The bracket $$\langle \rangle$$ means taking average over the region of which the scale is several times that of gravitational wave's wavelength. So the terms of total divergence, e.g. $$\langle \partial_{\mu} (\cdots) \rangle$$, will vanish.

But I have met a problem. Under gauge transformation, $$\partial_{\beta} \bar{h}^{\alpha\beta} \partial_{\nu} \bar{h}_{\alpha\mu}$$ will produce a term $$\partial_{\beta} \bar{h}^{\alpha\beta}\partial_{\nu}\partial_{\alpha}\xi_{\mu}$$. However, there is no other term of the order $$O(h)$$ would ever contain $$\xi_{\mu}$$ and so I find it impossible to eliminate it.

I have check a few textbooks GR, such as MTW (page 969-970) and Sean Carroll (page 307-310). But they just state that the pseudo stress-energy tensor is gauge invariant but give no detailed proof. And I also failed to find a paper which cover the proof.

Any help or recommendation for books/papers is appreciated!

Consider a gravitational wave of the form $$h_{ab}=f^{\prime\prime}(u)yzk_{a}k_{b}$$, where $$u = t-x$$ and $$k_a = \partial_a u$$. Show that, while this is a valid gravitational wave solution, its energy-momentum tensor vanishes.
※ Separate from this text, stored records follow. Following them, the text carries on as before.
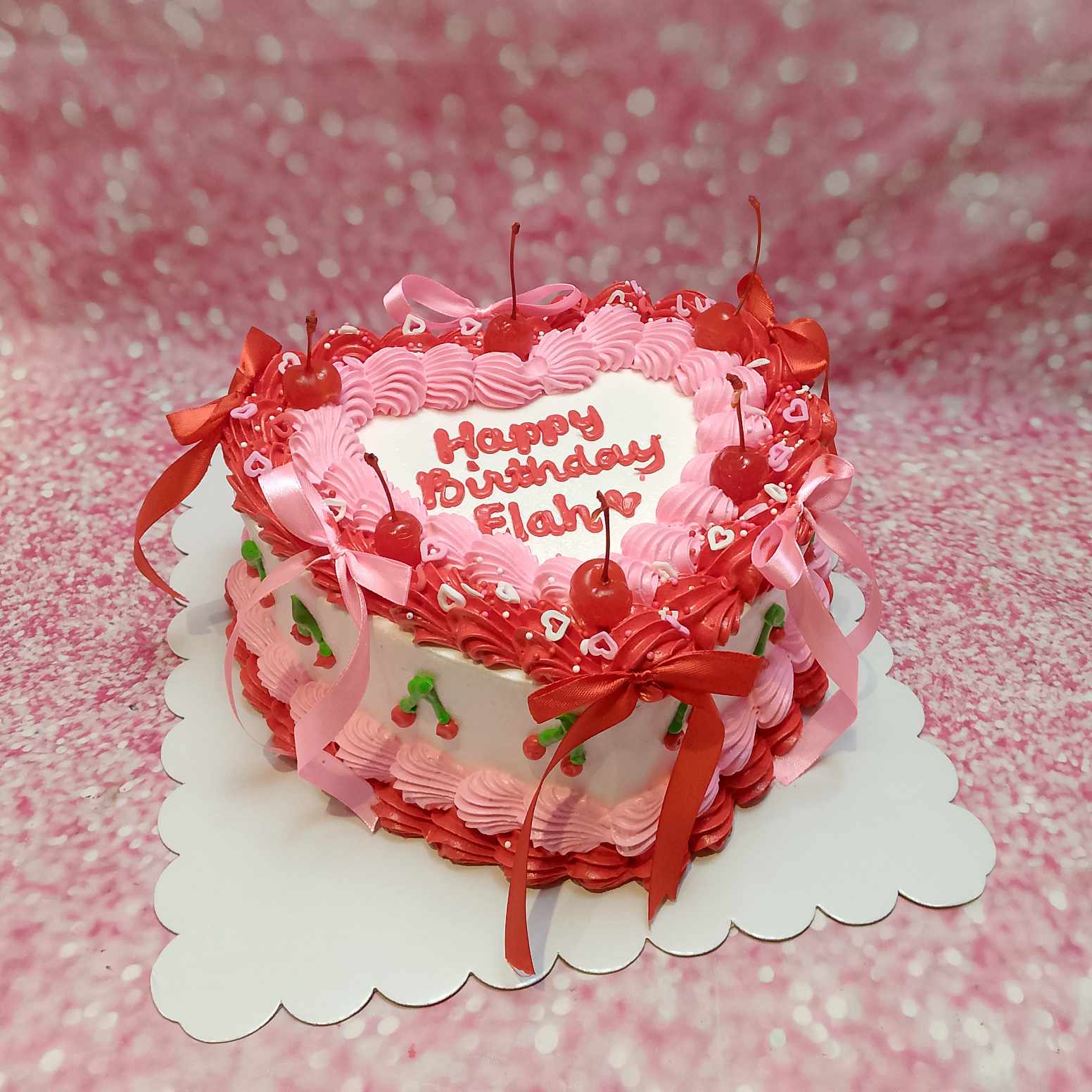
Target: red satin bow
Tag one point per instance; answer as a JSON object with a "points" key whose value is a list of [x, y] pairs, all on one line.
{"points": [[200, 426], [803, 342], [607, 699]]}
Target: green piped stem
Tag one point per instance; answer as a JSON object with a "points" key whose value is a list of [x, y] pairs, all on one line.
{"points": [[557, 730], [678, 720], [775, 616], [306, 623], [253, 557], [423, 688]]}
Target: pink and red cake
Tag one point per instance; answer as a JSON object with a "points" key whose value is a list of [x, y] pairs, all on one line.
{"points": [[514, 440]]}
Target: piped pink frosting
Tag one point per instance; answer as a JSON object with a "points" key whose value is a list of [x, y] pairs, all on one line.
{"points": [[564, 363], [662, 344], [739, 718], [615, 332], [722, 429], [398, 379], [448, 538], [567, 821], [358, 398], [280, 671], [449, 377], [552, 580], [494, 558], [773, 696], [258, 630], [504, 381], [692, 506], [322, 439], [658, 542], [492, 801], [367, 747]]}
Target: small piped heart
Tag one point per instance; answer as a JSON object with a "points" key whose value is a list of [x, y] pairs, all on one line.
{"points": [[796, 411], [720, 538], [555, 625]]}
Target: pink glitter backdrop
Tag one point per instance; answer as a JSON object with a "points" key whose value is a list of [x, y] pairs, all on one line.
{"points": [[170, 172]]}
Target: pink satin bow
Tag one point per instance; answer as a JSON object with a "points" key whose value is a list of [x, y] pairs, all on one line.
{"points": [[779, 557], [443, 309], [302, 512]]}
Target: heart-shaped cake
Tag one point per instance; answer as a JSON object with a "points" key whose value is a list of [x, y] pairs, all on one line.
{"points": [[504, 471]]}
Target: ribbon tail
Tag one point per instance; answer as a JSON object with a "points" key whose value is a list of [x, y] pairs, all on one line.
{"points": [[849, 547], [609, 710], [838, 658], [281, 576], [694, 769], [329, 773], [172, 487], [315, 731]]}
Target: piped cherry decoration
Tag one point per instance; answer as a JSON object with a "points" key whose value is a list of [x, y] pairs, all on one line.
{"points": [[599, 593], [307, 386], [398, 533], [735, 471], [728, 328], [512, 334]]}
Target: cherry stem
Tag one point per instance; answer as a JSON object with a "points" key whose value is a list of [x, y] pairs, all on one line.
{"points": [[758, 250], [512, 263], [605, 512], [373, 461], [310, 324], [737, 386]]}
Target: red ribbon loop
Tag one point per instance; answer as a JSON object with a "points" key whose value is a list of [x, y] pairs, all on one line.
{"points": [[611, 697], [803, 342], [201, 426]]}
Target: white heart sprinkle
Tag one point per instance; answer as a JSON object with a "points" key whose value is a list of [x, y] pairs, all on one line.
{"points": [[449, 597], [720, 538], [796, 411], [601, 645], [257, 464], [665, 569], [555, 625]]}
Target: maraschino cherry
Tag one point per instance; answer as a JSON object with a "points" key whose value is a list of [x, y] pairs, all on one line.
{"points": [[398, 533], [512, 334], [308, 387], [599, 593], [735, 471], [728, 328]]}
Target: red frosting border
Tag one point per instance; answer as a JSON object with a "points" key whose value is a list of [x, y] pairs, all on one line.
{"points": [[599, 870]]}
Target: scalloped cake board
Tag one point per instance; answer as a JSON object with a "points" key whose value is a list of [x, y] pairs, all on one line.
{"points": [[279, 896]]}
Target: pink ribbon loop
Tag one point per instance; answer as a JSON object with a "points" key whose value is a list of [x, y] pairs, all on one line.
{"points": [[779, 557], [302, 512], [443, 309]]}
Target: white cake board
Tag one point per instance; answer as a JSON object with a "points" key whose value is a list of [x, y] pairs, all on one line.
{"points": [[280, 896]]}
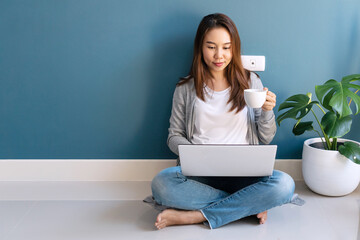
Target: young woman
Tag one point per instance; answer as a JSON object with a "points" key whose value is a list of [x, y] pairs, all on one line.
{"points": [[209, 108]]}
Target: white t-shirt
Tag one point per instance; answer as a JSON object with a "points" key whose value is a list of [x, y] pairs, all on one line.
{"points": [[214, 124]]}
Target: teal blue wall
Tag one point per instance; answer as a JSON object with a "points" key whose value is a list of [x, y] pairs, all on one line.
{"points": [[95, 78]]}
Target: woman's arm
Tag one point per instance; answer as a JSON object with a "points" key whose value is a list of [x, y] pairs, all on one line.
{"points": [[265, 117], [177, 130]]}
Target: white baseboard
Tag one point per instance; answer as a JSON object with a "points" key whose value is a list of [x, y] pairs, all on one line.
{"points": [[103, 169]]}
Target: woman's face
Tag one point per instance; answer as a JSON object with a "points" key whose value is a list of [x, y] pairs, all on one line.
{"points": [[217, 50]]}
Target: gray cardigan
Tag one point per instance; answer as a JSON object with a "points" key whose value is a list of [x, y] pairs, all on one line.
{"points": [[262, 127]]}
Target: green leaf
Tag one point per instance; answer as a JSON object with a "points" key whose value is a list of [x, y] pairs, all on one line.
{"points": [[334, 126], [337, 94], [351, 150], [301, 127], [298, 106]]}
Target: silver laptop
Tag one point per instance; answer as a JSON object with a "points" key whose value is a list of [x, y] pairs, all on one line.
{"points": [[227, 160]]}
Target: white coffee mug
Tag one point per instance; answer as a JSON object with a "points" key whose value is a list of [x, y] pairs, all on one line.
{"points": [[255, 98]]}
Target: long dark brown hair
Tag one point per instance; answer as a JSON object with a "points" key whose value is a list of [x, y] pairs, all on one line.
{"points": [[236, 75]]}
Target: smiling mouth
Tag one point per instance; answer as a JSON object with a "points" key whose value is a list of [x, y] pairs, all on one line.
{"points": [[218, 64]]}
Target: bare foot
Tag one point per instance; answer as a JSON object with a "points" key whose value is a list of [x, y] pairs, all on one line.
{"points": [[176, 217], [262, 217]]}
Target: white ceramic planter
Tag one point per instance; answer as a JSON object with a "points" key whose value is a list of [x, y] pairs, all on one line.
{"points": [[328, 172]]}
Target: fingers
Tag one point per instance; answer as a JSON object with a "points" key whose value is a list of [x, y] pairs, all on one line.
{"points": [[270, 101]]}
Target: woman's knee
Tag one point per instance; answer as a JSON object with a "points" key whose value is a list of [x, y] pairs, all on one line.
{"points": [[285, 185], [161, 184]]}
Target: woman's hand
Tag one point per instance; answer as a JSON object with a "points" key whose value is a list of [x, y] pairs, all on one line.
{"points": [[270, 101]]}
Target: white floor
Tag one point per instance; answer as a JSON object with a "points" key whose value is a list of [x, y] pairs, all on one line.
{"points": [[113, 210]]}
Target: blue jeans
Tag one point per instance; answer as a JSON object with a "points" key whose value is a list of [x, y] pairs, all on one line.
{"points": [[222, 200]]}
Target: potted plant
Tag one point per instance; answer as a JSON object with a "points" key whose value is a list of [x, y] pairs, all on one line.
{"points": [[330, 164]]}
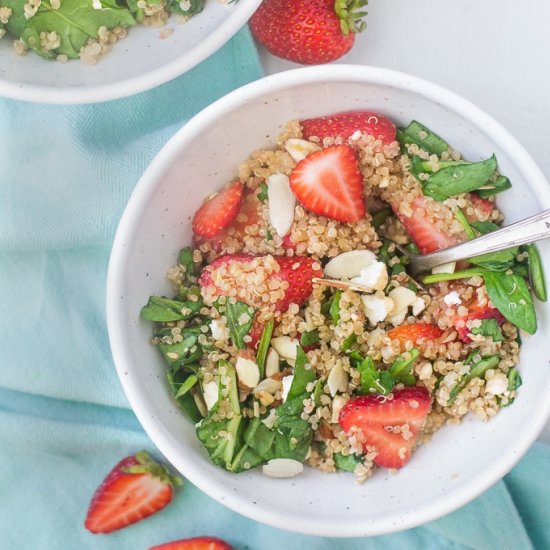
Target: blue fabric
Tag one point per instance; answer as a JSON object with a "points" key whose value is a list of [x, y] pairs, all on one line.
{"points": [[65, 175]]}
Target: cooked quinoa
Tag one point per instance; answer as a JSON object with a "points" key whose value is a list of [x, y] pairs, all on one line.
{"points": [[90, 32], [442, 366]]}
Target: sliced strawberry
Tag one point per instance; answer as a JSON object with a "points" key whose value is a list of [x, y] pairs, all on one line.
{"points": [[196, 543], [345, 125], [219, 211], [376, 417], [421, 226], [136, 488], [417, 333], [329, 183], [297, 271]]}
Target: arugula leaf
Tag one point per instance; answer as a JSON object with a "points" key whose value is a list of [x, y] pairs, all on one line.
{"points": [[502, 183], [347, 462], [536, 273], [309, 338], [489, 327], [418, 134], [161, 309], [302, 376], [240, 317], [263, 346], [476, 371], [457, 179], [74, 22], [510, 295]]}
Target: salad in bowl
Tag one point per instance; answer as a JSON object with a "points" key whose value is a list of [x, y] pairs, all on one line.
{"points": [[295, 334]]}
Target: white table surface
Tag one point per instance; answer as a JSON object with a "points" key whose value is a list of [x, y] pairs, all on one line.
{"points": [[493, 52]]}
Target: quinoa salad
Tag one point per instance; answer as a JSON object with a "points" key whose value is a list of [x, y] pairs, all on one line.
{"points": [[295, 335], [85, 29]]}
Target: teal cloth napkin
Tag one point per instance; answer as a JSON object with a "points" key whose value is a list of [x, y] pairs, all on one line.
{"points": [[65, 176]]}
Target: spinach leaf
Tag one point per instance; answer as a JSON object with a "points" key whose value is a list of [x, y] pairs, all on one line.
{"points": [[476, 371], [240, 317], [74, 22], [458, 179], [309, 338], [161, 309], [502, 183], [263, 346], [346, 462], [510, 295], [514, 382], [423, 137], [302, 376], [335, 307], [536, 273], [489, 327]]}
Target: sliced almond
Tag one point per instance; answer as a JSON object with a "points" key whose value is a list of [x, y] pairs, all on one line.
{"points": [[282, 467], [285, 346], [248, 372], [210, 393], [271, 363], [444, 268], [287, 382], [374, 276], [349, 264], [376, 308], [337, 380], [269, 385], [281, 203], [299, 149]]}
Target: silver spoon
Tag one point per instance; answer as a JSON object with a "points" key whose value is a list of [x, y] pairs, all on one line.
{"points": [[526, 231]]}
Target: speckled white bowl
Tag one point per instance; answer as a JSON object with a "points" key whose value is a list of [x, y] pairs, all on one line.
{"points": [[461, 461], [137, 63]]}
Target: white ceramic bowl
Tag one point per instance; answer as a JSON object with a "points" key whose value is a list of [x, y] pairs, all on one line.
{"points": [[461, 461], [137, 63]]}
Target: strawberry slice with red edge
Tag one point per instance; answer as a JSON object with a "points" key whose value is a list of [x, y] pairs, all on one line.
{"points": [[328, 182], [297, 271], [219, 211], [345, 125], [421, 227], [134, 489], [375, 417], [417, 333], [195, 543]]}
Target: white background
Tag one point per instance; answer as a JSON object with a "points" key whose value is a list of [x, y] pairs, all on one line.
{"points": [[496, 53]]}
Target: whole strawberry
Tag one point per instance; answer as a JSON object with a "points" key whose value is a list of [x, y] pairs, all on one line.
{"points": [[308, 31]]}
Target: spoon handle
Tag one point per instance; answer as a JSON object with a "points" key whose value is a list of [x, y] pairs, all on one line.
{"points": [[526, 231]]}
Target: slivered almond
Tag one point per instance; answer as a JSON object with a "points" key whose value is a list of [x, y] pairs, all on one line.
{"points": [[281, 203], [299, 149], [349, 264], [282, 467]]}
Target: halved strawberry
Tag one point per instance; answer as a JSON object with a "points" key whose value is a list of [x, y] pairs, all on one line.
{"points": [[297, 271], [247, 215], [376, 418], [421, 226], [219, 211], [346, 124], [329, 183], [134, 489], [196, 543], [417, 333]]}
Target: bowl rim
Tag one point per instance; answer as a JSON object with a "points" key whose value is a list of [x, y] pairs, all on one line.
{"points": [[77, 95], [437, 508]]}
Argue that it is, however, possible to change the gauge and transform $$h_{ab}$$ to the form $$h_{ab}^{\prime}=f(u)\left(\delta_{a}^{y}\delta_{b}^{z}+\delta_{a}^{z}\delta_{b}^{y}\right)$$ when the energy-momentum tensor is nonzero and has the form $$t_{ab} \propto f^{\prime 2}k_a k_b$$.
I have checked this exercise and find the demanding gauge transformation is $$\xi_t = \frac{1}{2}f'(u)yz, \; \xi_x = -\frac{1}{2}f'(u)yz, \;\xi_y = -\frac{1}{2}f(u)z, \;\xi_z = -\frac{1}{2}f(u)y.$$
So this example shows that $$T_{\mu\nu}^{(\mathrm{G}\mathrm{W})}$$ is not gauge independent strictly.
Of course, I know the coordinate transformation generated by $$\xi_a$$ of the form above is not infinitesimal. I think that some additional constraints may be needed for the derivation of gauge invariance of $$T_{\mu\nu}^{(\mathrm{G}\mathrm{W})}$$.